- Born: 20 December 1886 Ael-y-bryn, Felin-foel, Llanelli, Wales
- Died: November 8, 1954 (aged 67) London, England
- Occupation: Public official
- Relatives: Brian Trubshaw (nephew)

= Gwendoline Trubshaw =

Welsh civil servant (1886–1954)

Dame Gwendoline Joyce Trubshaw, DBE (20 December 1886 – 8 November 1954) was a Welsh public sector official responsible for the recruitment and subsequent welfare of women who took part in support work for the First World War. She was an elected member of the Carmarthen County Council and had leading roles in a range of education and health organisations.

==Early life==
Trubshaw was the daughter of Ernest Trubshaw and Lucy Timmis Smith Trubshaw, of Ael-y-bryn, Felin-foel, Llanelli, and was baptised on 1 April 1887. Her father was a factory manager, born in England; her nephew Brian Trubshaw became a noted test pilot.

== Career ==
Trubshaw was responsible for the recruitment of women for war service during WWI, and served as chairman of the South-West Wales War Pensions Committee and honorary secretary to the Soldiers', Sailors' and Airmen's Families Association. She served on the Carmarthenshire Naval and Military Pensions Committee in 1917. From that work, she was elected to the Carmarthen County Council in 1919, with the support of the Discharged and Demobilised Soldiers' and Sailors' Association. She was the council's first chairwoman in 1937. In 1938, she served on a committee to consider how the Contributory Pensions Act affected single women.
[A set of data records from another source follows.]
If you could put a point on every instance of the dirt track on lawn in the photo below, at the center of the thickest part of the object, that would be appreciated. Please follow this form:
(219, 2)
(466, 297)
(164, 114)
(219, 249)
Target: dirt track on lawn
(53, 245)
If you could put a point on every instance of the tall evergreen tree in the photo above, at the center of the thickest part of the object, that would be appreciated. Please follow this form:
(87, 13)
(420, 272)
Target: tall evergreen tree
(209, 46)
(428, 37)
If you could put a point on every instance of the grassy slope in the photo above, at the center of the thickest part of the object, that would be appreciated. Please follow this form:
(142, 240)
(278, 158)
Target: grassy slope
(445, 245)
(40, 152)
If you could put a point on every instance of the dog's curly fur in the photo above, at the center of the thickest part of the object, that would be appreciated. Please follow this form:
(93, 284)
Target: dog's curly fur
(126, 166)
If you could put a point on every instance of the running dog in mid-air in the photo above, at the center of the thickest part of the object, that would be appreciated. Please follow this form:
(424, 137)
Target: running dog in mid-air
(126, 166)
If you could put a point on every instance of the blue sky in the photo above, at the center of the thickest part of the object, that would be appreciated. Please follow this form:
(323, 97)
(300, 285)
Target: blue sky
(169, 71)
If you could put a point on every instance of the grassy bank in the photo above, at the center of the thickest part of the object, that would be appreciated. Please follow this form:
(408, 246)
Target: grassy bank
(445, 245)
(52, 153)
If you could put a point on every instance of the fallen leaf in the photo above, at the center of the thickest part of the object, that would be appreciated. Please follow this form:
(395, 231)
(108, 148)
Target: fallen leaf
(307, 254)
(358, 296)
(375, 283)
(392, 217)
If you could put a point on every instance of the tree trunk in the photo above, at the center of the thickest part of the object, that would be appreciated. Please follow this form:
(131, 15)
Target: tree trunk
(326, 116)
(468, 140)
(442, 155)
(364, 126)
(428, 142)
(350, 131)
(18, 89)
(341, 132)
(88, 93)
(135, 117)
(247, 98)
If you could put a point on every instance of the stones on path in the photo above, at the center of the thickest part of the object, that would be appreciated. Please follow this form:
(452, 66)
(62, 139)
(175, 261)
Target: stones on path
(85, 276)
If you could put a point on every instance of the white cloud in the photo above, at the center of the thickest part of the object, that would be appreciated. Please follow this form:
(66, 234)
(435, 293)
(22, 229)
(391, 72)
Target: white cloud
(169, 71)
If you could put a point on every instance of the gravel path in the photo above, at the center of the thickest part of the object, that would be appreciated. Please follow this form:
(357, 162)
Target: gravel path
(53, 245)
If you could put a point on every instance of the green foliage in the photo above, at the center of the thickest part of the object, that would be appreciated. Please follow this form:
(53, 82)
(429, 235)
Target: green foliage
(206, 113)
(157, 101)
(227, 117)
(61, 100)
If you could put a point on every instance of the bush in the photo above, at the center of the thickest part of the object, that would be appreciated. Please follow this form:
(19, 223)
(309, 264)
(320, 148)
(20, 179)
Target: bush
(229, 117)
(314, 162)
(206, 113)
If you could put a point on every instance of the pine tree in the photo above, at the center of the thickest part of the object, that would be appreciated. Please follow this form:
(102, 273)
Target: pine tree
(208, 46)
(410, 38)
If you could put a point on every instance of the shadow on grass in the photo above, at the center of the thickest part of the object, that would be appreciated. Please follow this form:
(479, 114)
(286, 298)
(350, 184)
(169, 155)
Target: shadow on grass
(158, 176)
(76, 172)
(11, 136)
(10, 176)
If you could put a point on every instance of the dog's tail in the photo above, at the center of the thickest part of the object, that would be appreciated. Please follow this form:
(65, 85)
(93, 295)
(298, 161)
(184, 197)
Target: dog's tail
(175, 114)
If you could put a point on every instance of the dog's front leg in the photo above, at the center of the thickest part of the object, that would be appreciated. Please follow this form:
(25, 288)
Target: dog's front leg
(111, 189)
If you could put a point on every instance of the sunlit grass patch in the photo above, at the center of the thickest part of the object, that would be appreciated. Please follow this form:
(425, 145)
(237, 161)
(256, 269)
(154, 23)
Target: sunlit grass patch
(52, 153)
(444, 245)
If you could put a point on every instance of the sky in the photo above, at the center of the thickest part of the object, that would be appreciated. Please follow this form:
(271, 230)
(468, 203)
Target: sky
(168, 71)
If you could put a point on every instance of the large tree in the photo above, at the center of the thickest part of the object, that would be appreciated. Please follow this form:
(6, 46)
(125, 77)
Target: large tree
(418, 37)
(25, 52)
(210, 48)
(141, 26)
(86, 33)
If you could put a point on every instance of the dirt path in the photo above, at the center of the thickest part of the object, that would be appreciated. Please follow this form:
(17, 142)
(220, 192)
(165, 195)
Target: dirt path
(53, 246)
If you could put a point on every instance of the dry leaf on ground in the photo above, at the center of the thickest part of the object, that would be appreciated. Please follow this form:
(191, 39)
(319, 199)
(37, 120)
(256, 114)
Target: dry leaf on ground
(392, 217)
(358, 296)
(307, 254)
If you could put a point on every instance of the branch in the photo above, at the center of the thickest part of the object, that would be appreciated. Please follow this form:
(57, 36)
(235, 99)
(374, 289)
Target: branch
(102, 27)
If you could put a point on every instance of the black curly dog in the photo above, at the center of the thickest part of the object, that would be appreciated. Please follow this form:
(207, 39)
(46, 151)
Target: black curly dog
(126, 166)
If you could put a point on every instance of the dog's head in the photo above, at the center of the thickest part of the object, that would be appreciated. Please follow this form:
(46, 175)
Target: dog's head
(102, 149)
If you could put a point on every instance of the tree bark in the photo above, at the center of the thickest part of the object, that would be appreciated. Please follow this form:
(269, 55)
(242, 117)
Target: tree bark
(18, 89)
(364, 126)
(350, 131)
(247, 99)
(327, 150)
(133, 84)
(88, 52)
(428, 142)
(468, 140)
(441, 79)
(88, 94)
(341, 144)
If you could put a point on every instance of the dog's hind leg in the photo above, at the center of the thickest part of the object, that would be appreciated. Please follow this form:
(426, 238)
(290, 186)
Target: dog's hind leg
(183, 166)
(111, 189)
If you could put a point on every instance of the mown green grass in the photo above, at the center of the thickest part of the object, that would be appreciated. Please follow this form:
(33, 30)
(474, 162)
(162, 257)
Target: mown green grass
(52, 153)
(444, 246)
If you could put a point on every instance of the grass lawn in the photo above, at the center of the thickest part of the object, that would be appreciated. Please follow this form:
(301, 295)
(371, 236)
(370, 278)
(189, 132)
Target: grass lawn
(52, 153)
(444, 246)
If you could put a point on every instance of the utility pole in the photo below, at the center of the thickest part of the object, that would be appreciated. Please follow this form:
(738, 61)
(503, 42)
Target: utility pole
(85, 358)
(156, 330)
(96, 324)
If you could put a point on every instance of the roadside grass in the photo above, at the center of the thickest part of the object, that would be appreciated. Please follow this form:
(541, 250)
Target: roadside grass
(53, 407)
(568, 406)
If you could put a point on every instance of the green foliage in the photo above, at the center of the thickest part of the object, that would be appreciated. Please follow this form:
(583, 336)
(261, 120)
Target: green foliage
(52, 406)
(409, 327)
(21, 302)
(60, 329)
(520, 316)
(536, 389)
In 1949, Trubshaw was one of only two independent candidates to secure election in Llanelli, when all other seats in the county were won by Labour. She was governor of Llanelli County Schools and Chairman of Llanelli School of Art, a member of the Carmarthenshire Blind Society, and for four years was Chairman of the West Wales Joint Board for Mental Defectives.

In 1939, Trubshaw became the organiser for the newly-formed Women's Voluntary Service for her county. Having been a member of the Public Health Committee for nearly 27 years, she was Chairman in 1946, and in 1951 became member of the Central Health Services Council.

==Honours==
Trubshaw received a CBE in 1920, for her wartime service. In 1938, she was elevated to Dame Commander of the British Empire (DBE).

== Personal life ==
Trubshaw lived at Cae'r Delyn, Llanelli. She died in London on 8 November 1954, aged 67 years.